Personal details
- Born: October 11, 1977 (age 48)
- Party: Communist Party USA
- Occupation: Activist, politician, journalist, president of St. Louis Workers' Education Society, president of International Publishers

= Tony Pecinovsky =

American author & politician

Tony Pecinovsky (born October 11, 1977) is an American journalist, activist, and politician from St. Louis, Missouri and President of the Saint Louis Workers' Education Society, which was opened in 2014, and President of International Publishers. Pecinovsky is also the author of Let Them Tremble: Biographical Interventions Marking 100 Years of the Communist Party, USA. He regularly speaks at colleges and universities across the U.S.

==Biography==
Pecinovsky is a member of the Communist Party USA, and serves as the district organizer for the party in Kansas and Missouri.
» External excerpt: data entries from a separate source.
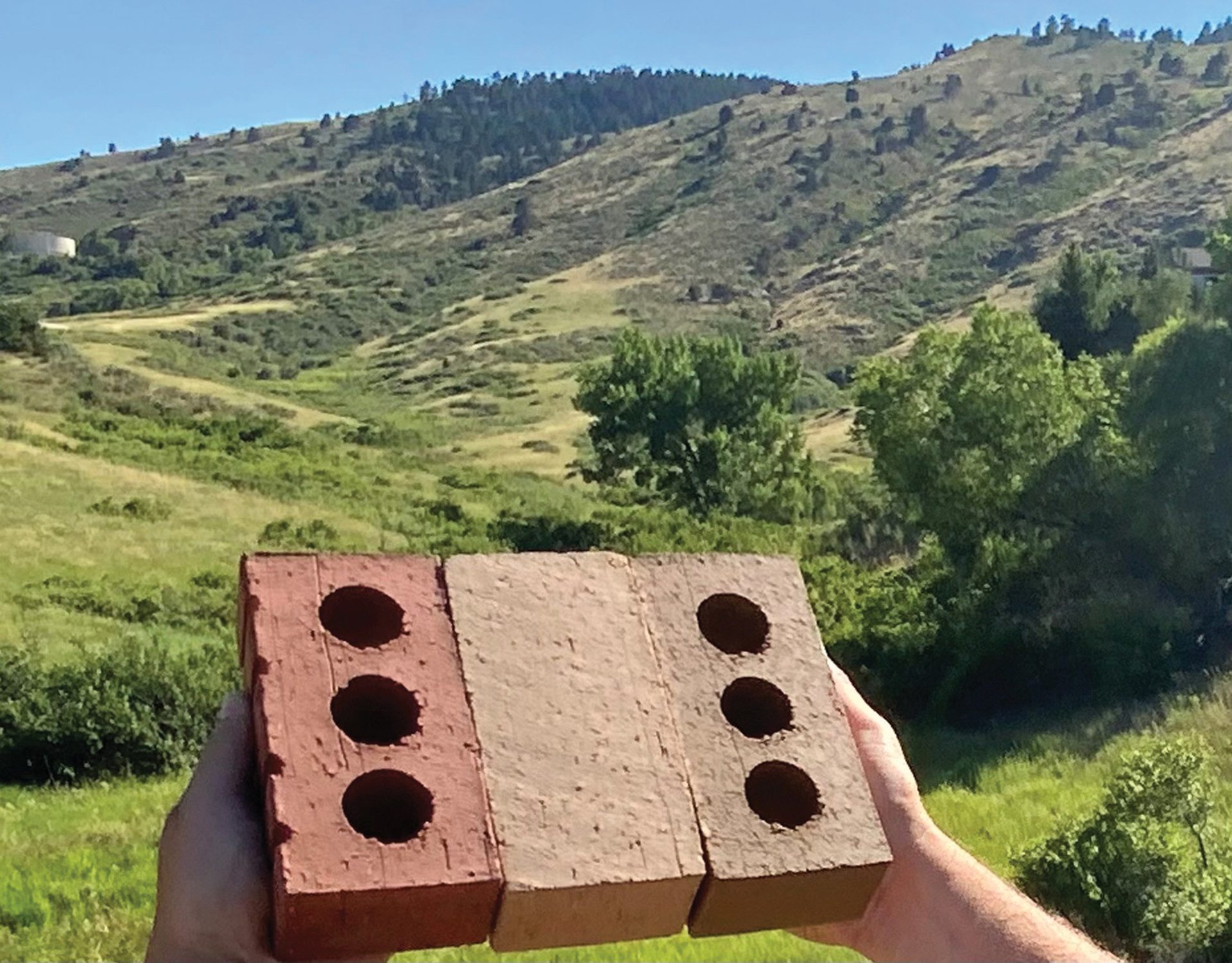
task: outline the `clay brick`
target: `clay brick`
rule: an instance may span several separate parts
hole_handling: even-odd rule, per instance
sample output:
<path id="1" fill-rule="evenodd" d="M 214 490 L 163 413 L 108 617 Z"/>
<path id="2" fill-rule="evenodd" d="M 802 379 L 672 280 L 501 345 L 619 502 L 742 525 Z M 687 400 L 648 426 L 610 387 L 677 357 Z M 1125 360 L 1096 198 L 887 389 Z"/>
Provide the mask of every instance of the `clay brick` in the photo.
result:
<path id="1" fill-rule="evenodd" d="M 633 570 L 708 866 L 690 932 L 860 915 L 890 848 L 796 563 L 667 555 Z"/>
<path id="2" fill-rule="evenodd" d="M 496 949 L 679 932 L 705 866 L 628 560 L 445 562 L 505 890 Z"/>
<path id="3" fill-rule="evenodd" d="M 250 556 L 240 605 L 275 953 L 482 942 L 500 873 L 437 562 Z"/>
Pecinovsky is a contributor for People's World, the St. Louis/Southern Illinois, Labor Tribune, Shelterforce, Z-Magazine, AlterNet, Jacobin, Political Affairs (magazine).

From 2010 to 2015 Pecinovsky served as a member of several local St. Louis political and labor organizations including the United Media Guild, Greater St. Louis CWA City Council, St. Louis Jobs with Justice and served as a delegate to the Greater St. Louis Central Labor Council.

==Political career==
Pecinovsky is a delegate to the Greater St. Louis Central Labor Council, a member of the Missouri Progressive Coalition board and on the committee of the Missouri Immigrant and Refugee Advocates coalition. Pecinovsky was one of eighteen candidates who publicly opposed the attempted privatization of the St. Louis Lambert International Airport.

Pecinovsky is a supporter of former Missouri state representative Bruce Franks Jr.

Pecinovsky ran for St. Louis Board of Aldermen Ward 14 as a Democrat against incumbent Democrat Carol Howard. Pecinovsky lost the March 5th 2019 election 622 votes (47.99%) to Howard's 674 votes (52.01%).